Raised in a Catholic family in Toronto, Mihevc earned a doctorate in theology from the University of St. Michael’s College, and went on to serve Canadian churches for over 25 years. After his studies, he volunteered for and then worked as the Economic Justice Coordinator for the Inter-Church Coalition on Africa (ICCAF), becoming an expert on the impacts of structural adjustment programs, the World Bank, and the International Monetary Fund (IMF) in Africa.

Throughout the 1990s, Mihevc coordinated a wide variety of economic justice projects, including the churches’ and NGO’s response to the Canadian foreign policy review and the Canadian Ecumenical Jubilee Initiative. Mihevc wrote extensively on structural adjustment in Africa, including The Market Tells Them So: The World Bank and Economic Fundamentalism in Africa and Toward a Moral Economy: Responses to Poverty in the North and South.

“His whole life was preparation for, or expression of, this deep vocation to ecumenical justice,” said a statement issued by Jennifer Henry, KAIROS’s executive director. [The Anglican Church of Canada is a member of KAIROS, a Canadian ecumenical justice organization based in Toronto.]

Most recently, Mihevc managed the Sustainability Team at KAIROS, communicating and strengthening the organization’s commitment to ecological justice.

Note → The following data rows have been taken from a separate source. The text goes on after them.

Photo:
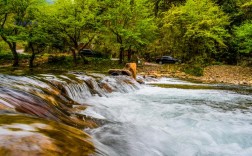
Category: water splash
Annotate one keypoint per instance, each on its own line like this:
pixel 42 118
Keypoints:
pixel 53 99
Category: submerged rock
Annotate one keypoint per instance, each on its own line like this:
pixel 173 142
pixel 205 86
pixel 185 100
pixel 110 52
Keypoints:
pixel 24 135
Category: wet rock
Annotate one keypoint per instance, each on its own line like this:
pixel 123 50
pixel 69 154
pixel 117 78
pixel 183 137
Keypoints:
pixel 24 135
pixel 116 72
pixel 132 68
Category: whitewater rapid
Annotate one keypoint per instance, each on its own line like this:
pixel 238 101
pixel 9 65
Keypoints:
pixel 155 121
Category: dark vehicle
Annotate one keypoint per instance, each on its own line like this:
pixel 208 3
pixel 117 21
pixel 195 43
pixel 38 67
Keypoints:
pixel 167 59
pixel 87 52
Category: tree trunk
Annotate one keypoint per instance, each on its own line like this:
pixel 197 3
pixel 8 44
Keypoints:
pixel 31 65
pixel 74 55
pixel 12 46
pixel 121 56
pixel 15 55
pixel 129 54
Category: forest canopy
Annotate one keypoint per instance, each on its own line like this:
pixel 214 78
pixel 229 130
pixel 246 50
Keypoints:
pixel 202 31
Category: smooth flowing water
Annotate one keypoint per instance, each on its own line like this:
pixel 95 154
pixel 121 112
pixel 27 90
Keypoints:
pixel 164 117
pixel 156 121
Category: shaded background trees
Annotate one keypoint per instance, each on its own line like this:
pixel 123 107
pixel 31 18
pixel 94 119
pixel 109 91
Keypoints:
pixel 202 31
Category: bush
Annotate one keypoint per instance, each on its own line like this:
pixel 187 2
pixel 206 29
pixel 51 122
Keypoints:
pixel 195 70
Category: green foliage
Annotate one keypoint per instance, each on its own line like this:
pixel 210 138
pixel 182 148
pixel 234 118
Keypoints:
pixel 244 37
pixel 128 23
pixel 195 29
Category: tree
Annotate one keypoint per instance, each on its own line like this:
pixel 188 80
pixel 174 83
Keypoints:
pixel 130 23
pixel 74 22
pixel 195 30
pixel 244 37
pixel 14 15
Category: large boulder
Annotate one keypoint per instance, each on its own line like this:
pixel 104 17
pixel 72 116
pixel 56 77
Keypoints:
pixel 116 72
pixel 132 68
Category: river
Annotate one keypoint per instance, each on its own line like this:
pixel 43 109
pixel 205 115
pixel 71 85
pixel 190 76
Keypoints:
pixel 164 117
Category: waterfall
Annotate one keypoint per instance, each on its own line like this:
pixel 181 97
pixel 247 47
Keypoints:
pixel 38 106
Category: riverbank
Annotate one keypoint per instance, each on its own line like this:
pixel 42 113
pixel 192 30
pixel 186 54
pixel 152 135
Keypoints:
pixel 237 75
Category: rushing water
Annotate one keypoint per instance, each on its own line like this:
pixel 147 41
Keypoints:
pixel 164 117
pixel 155 121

He led the national Dirty Waters tour in 2007 in which his advocacy and diplomacy enabled six global partners to discuss the impacts of the extractive (mining, quarrying, oil and gas exploration) sector in the government roundtable on corporate responsibility.

“He never lost sight of our advocacy objective to ensure partners were central to the roundtable process,” said a statement by Rachel Warden, KAIROS’ Latin America Partnerships co-ordinator. “I heard that KAIROS was credited for getting the government to finally agree to allow partners and impacted communities to participate directly in the process.”

Mihevc is survived by his wife, Rebecca, and by their two daughters, Stella and Sophie.